ATR has a new report on state tax trends. In addition to a roundup of state tax changes, the new report highlights trends with policy implications.

While we pointed out previously that residents are fleeing high-tax states to low-tax states, ATR’s analysis also finds that the average income of households leaving high-tax states, and of households migrating to low-tax states, is higher than the national average (by 50% and 100% respectively). That is, states attempting to soak “the rich” are actually chasing them away.

ATR also notes that high tax states have an unemployment rate substantially higher than low tax states – in good times and bad, but the gap has grown during the recession.

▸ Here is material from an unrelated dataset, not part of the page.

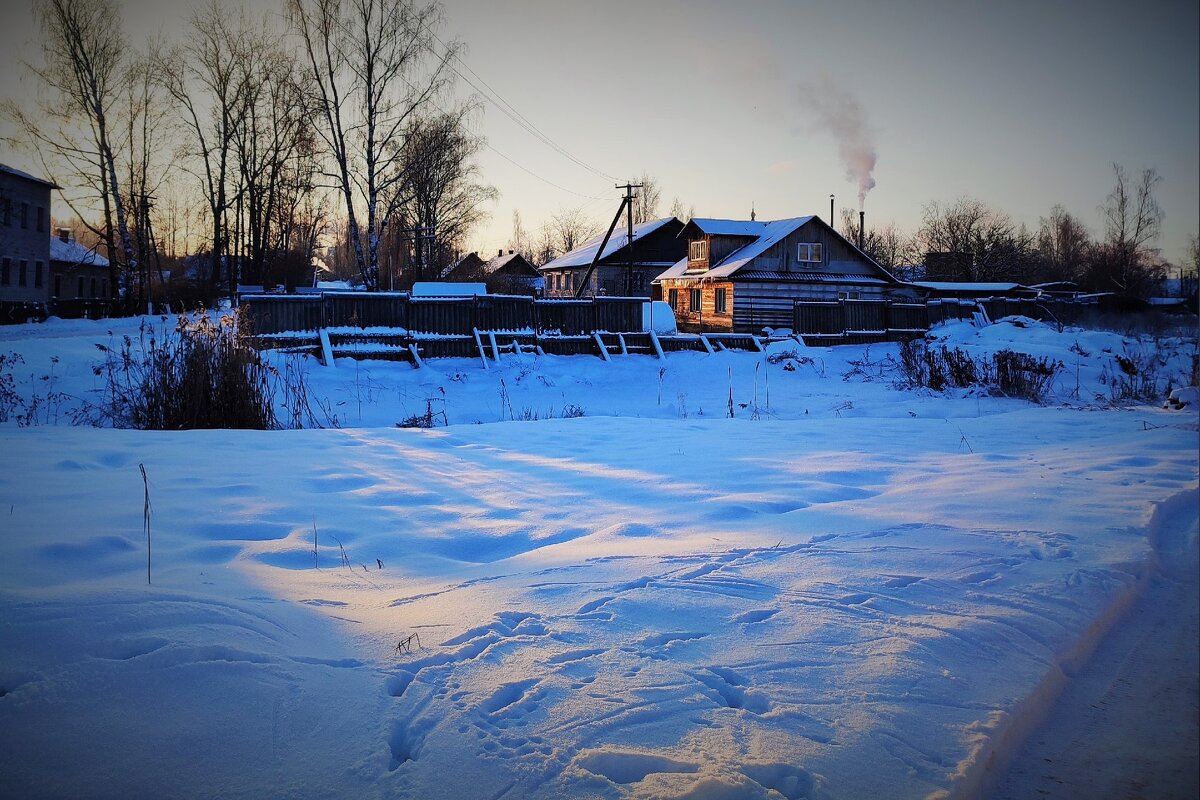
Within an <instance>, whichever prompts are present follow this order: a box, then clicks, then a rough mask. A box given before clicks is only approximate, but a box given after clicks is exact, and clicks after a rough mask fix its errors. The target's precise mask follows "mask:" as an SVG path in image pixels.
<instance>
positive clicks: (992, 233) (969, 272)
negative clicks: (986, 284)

The report concludes with a number of solutions for addressing budget shortfalls in the coming years. These solutions include

  • Defined Contribution Plans provide each worker with his or her own individual, personal retirement account. Government employees can choose the blend of investment vehicles that best serve their unique situation. Best of all (for state budgets), the individual worker has already paid for his or her own retirement when retirement day comes. No structural problems occur as population growth declines. Unfortunately, most states and localities provide defined benefit pension plans for public employees, which finance retiree benefits with subsidized contributions from current workers. These plans are “baked in the cake” of many of today’s budget crises.
  • Privatization of Infrastructure and State Operations removes the taxpayer burden of paying for improvements and helps cities to save money and create jobs. For example, in 2005, Chicago began a lease of the Chicago Skyway bringing the city $1.8 billion in revenue. The city also leased four parking garages worth $563 million. In recent years states with the most severe budget shortfalls have found privatization to be an effective way to generate new revenue without raising taxes. This year Arizona will raise $735 million through the sale of prisons and other state assets. In July, California authorized the sale of 17 state office buildings and will generate hundreds of millions of dollars alone through the sale of the Orange County Fairgrounds.
  • Competitive Sourcing opens up jobs currently done by government employees to private sector competition to save states money and increase efficiency. For example, Gov. Jeb Bush (R- Fla.) saved taxpayers over $550 million by outsourcing government services to private companies. A similar measure was also enacted by Gov. Bobby Jindal (R-LA) this year, and was considered in other states such as Arizona.
  • Eliminate “Prevailing Wage” laws to save double digit percentages in state construction and maintenance, amounting to hundreds of millions of dollars. Prevailing wage laws require contractors to essentially pay workers no less than the union wage. As a result, unionized construction companies significantly inflate the cost of any government project.
  • Constitutional Limits on Taxes and Spending: If lawmakers wish to end the boom and bust budget cycles and eliminate structural deficits, they will need to promote policies that force the government to live within its means. The best way to do so is to prohibit government spending from increasing faster that the rate of population growth and inflation. Legislation that would require such is commonly referred to as the Taxpayer Bill of Rights. Colorado implemented TABOR in 1992, and as a result kept government growth in check during the boom years of the late ’90s, allowing it to weather the first recession of the 2000s while other states were swimming in red ink. Unfortunately, TABOR was suspended in Colorado, and its effectiveness is muted during the current recession.